Hemos aprendido todos a hacer de la mentira moneda de cambio. Algunas mentiras son benignas, las piadosas, que buscan solamente no ahondar más en la herida. Están también las mentiras coloquiales, esas que usamos para cuidar y adornar continua y convenientemente nuestros egos. Pero hay más, muchas más, como esas otras funcionales o utilitarias, que son como una especie de engrase del desarrollo económico. Tan sutiles han llegado a ser que apenas las percibimos porque, entre otras cosas, van envueltas en una especie de barniz milagroso que es capaz de cambiar de signo su real sentido y así, por ejemplo, eficiencia, si rascamos un poquito por encima de la palabra, se convierte la mayoría de veces en explotación. Son mentiras que la sociedad ha aprendido a aceptar, aunque de mal gusto, como necesarias, imprescindibles para dar sustento a los sueños de nuestros guías que, aunque delirantes a veces, hemos aprendido a ver como una tasa necesaria que debemos pagar en nuestro afán de conquista y de progreso. Utilizando un símil gastronómico, estas metas que perseguimos, son como una rata hedionda que comemos ansiosos cuando tenemos a nuestra disposición nutritivos y sabrosos alimentos para completar nuestra dieta.

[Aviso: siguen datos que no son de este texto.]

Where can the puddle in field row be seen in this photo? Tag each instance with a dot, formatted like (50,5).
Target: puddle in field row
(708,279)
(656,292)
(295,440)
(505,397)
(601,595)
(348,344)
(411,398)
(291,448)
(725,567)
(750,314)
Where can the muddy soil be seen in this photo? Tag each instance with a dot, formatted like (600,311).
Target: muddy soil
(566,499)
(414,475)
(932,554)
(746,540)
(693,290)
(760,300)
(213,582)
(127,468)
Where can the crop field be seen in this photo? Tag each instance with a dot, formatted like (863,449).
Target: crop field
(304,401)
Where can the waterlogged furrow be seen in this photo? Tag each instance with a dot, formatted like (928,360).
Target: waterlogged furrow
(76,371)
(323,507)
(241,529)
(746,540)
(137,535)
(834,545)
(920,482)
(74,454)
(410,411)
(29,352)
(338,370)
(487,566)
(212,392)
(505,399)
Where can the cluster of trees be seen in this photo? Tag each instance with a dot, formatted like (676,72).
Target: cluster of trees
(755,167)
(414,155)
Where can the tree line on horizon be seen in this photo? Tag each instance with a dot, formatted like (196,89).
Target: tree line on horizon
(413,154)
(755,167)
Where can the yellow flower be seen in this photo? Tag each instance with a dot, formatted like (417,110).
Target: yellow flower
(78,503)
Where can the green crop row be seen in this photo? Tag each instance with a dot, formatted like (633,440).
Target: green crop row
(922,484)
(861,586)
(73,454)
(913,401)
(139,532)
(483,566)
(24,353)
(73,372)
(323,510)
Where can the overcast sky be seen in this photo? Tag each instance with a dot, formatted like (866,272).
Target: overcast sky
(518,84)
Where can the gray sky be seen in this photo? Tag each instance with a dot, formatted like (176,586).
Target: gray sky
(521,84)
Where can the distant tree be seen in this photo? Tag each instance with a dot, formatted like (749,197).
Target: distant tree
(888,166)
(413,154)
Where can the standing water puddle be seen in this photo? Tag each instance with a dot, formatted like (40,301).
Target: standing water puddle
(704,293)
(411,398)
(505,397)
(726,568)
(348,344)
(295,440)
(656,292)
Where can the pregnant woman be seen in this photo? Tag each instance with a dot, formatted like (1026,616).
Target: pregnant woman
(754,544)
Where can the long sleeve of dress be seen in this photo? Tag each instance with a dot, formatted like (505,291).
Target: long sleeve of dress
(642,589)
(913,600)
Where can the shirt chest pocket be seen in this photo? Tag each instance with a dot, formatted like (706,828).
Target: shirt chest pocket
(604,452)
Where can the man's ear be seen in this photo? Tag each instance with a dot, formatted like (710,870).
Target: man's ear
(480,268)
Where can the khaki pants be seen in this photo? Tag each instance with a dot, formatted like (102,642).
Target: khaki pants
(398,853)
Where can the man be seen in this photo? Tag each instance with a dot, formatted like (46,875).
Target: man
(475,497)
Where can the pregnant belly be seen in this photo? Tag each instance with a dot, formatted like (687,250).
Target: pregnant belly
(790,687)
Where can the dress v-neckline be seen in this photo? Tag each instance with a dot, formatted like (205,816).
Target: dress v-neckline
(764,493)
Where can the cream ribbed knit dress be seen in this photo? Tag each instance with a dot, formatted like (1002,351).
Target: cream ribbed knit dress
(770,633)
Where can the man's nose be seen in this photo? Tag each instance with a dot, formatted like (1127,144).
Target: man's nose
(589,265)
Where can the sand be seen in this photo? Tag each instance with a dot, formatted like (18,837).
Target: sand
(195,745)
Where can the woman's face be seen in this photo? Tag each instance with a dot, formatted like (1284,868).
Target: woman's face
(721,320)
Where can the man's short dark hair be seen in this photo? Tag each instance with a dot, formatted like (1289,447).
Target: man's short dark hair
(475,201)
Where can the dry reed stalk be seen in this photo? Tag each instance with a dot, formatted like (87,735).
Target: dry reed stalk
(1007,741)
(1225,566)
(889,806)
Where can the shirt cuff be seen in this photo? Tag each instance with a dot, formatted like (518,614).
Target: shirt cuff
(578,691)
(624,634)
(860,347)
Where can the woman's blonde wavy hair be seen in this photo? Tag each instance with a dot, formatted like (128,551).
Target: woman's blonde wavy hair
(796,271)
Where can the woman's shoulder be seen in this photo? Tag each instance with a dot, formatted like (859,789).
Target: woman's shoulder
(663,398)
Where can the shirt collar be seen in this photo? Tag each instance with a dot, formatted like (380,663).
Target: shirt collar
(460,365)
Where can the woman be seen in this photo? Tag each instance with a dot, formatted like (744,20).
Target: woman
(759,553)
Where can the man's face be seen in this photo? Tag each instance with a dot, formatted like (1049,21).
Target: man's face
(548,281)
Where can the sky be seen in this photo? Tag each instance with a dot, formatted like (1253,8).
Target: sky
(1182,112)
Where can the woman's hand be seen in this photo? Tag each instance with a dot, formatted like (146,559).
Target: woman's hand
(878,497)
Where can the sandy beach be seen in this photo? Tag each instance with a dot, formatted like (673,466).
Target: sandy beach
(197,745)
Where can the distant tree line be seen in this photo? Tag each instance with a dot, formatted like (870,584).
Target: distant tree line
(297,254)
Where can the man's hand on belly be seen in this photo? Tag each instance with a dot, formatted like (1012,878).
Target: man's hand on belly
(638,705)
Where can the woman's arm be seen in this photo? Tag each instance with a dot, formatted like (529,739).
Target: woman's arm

Pero existe una mentira especialmente gorda, la peor de todas, esa que se aprovecha de la buena gente y de sus buenos propósitos, que toma el cariz de santidad pero que, si abrimos bien los ojos a la realidad, no solo nos da gato por liebre, sino que nos enfrenta arteramente por falsos dioses o, también, por aspectos culturales o idiomáticos de nuestras distintas razas y pueblos.